J. Britt Johnson, Special Agent in Charge, FBI Atlanta Field Office, stated: “Leadership within the healthcare industry should be part of the cure, not the problem with respect to healthcare fraud related matters. The FBI will make every effort to focus its investigative resources and assets in identifying individuals such as Mr. Lane and presenting them for federal prosecution.”
“Protecting patients from unscrupulous billing practices and protecting the Medicare trust fund remains this agency’s top priority,” said Derrick L. Jackson, Special Agent in Charge of the U.S. Department of Health and Human Services, Office of Inspector General in Atlanta. “In addition to billing for services that were not provided, in some instances, this owner reported false diagnosis codes, making it difficult for the patients to subsequently obtain health insurance. Justice was well served in this instance.”
According to United States Attorney Yates, the charges and other information presented in court: Daniel K. Lane, Jr. is the Vice President and Chief Financial Officer for Compass Healthcare, Inc., a durable medical equipment business headquartered in St. Louis, Mo., with offices in Atlanta, Ga., and other cities. Compass Healthcare specializes in providing compression stockings to patients who have been diagnosed with medical conditions such as chronic venous insufficiency and edema. Doctors may prescribe compression stockings, which come in different levels of tightness, as treatment for these conditions.
Lane’s position included responsibility for the billing of insurance companies for the compression stockings that Compass Healthcare provided to individuals who were covered by insurance. He fraudulently set up the company’s billing system so that in most instances it would automatically bill the insurers for the highest compression stocking, regardless of which stocking had actually been provided to the individual, in order to generate higher payments from Medicare, Blue Cross, and other insurers. As a result, Compass Healthcare routinely “upcoded” the claims it submitted to insurers for the stockings it had provided to individuals.
Lane conspired with an Office Manager for Compass Healthcare, Holly Keisker, and others to submit these false claims and conceal the fraudulent upcoding. Also as part of the scheme, Compass Healthcare included false diagnoses on its insurance claims to ensure payment. These false claims represented that Compass Healthcare customers had been diagnosed with various medical conditions, including chronic venous insufficiency and edema, to support the claims for high compression stockings, when in fact the customers had not been diagnosed by a doctor. Instead, Compass Healthcare used “blanket” diagnosis codes that were false to support insurance claims for compression stockings provided to customers who had no medical condition. Lane, Keisker, and others conspired to forge and alter doctors’ prescriptions so that they would support the fraudulent claims that had been submitted to insurers. They altered the prescriptions to falsely reflect that a high compression stocking had been prescribed and that the patient had been diagnosed with a medical condition. In 2011, Lane submitted altered prescriptions to Blue Cross in response to an audit conducted by the insurer.

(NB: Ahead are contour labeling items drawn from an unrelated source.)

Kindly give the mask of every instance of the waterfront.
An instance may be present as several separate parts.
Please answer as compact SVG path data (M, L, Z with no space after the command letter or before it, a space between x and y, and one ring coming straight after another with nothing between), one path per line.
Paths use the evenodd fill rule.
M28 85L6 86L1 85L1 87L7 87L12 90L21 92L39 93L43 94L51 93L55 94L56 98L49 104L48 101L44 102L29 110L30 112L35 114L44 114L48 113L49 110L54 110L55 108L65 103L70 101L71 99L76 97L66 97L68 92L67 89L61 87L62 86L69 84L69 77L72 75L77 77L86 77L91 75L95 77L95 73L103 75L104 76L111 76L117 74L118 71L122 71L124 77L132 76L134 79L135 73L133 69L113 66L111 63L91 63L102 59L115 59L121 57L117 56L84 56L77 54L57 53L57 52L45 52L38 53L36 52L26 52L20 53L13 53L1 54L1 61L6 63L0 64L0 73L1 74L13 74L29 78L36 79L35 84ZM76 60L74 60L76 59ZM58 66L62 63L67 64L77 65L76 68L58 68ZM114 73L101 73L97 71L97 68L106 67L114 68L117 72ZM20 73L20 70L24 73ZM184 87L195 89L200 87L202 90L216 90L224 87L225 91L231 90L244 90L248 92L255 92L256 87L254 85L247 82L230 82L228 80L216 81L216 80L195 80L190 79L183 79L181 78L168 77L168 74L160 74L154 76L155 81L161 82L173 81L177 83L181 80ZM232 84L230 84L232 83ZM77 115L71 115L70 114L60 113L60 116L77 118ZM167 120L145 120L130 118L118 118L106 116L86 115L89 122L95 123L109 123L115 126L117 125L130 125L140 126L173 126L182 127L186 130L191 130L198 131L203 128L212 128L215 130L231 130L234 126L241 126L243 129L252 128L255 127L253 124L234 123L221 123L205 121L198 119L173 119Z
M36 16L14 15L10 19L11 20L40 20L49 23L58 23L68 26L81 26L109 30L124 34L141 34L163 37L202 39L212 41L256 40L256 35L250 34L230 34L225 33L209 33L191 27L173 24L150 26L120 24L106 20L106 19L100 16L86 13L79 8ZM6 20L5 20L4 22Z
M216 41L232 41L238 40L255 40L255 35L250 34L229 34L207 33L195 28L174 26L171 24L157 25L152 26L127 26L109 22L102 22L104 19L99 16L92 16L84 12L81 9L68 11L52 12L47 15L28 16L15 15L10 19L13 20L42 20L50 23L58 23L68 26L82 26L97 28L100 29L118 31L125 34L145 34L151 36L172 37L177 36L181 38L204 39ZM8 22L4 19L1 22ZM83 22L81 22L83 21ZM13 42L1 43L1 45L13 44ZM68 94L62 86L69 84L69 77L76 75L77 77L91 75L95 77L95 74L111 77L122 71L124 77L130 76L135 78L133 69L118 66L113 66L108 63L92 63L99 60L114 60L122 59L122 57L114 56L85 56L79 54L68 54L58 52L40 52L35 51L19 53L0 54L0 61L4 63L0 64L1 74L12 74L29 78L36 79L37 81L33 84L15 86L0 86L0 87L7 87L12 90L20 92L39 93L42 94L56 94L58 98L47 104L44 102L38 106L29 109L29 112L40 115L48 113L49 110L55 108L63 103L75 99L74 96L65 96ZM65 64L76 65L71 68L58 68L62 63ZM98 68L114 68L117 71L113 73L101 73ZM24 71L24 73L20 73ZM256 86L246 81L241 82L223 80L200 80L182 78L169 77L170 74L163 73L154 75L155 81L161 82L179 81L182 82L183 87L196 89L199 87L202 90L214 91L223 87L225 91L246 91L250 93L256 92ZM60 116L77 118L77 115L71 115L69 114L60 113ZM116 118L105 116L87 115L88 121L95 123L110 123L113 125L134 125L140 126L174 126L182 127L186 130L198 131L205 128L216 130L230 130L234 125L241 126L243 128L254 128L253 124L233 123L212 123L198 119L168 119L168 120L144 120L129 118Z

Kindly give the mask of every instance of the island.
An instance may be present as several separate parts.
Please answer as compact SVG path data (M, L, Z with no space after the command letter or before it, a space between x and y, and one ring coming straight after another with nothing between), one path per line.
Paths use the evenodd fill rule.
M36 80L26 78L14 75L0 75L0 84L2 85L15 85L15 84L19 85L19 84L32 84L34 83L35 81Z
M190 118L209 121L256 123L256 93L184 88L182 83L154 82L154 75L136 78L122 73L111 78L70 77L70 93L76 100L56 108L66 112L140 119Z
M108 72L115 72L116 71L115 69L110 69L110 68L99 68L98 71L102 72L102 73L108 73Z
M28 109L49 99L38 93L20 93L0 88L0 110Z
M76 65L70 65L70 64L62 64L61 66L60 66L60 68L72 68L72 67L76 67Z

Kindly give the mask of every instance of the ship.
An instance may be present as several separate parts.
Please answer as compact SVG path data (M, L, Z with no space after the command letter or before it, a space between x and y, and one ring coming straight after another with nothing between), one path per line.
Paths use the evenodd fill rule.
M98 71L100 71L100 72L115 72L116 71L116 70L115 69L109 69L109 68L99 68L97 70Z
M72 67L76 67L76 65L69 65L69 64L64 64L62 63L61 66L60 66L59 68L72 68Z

Lane, 57, of St. Louis, Mo., pleaded guilty to one count of conspiracy to commit healthcare fraud. On September 19, 2013, Keisker, 61, of St. Louis, Mo., pleaded guilty to one count of conspiracy to commit health care fraud.
Sentencing for Lane is scheduled for November 19, 2014, at 10:00 a.m., before United States District Judge Willis B. Hunt, Jr.. Sentencing for Keisker is scheduled for December 10, 2014, at 10 a.m., before Judge Hunt.
This case is being investigated by Special Agents of the Federal Bureau of Investigation and the U.S. Department of Health and Human Services, Office of the Inspector General.
Assistant United States Attorneys Stephen H. McClain and Jeffrey W. Davis are prosecuting the case.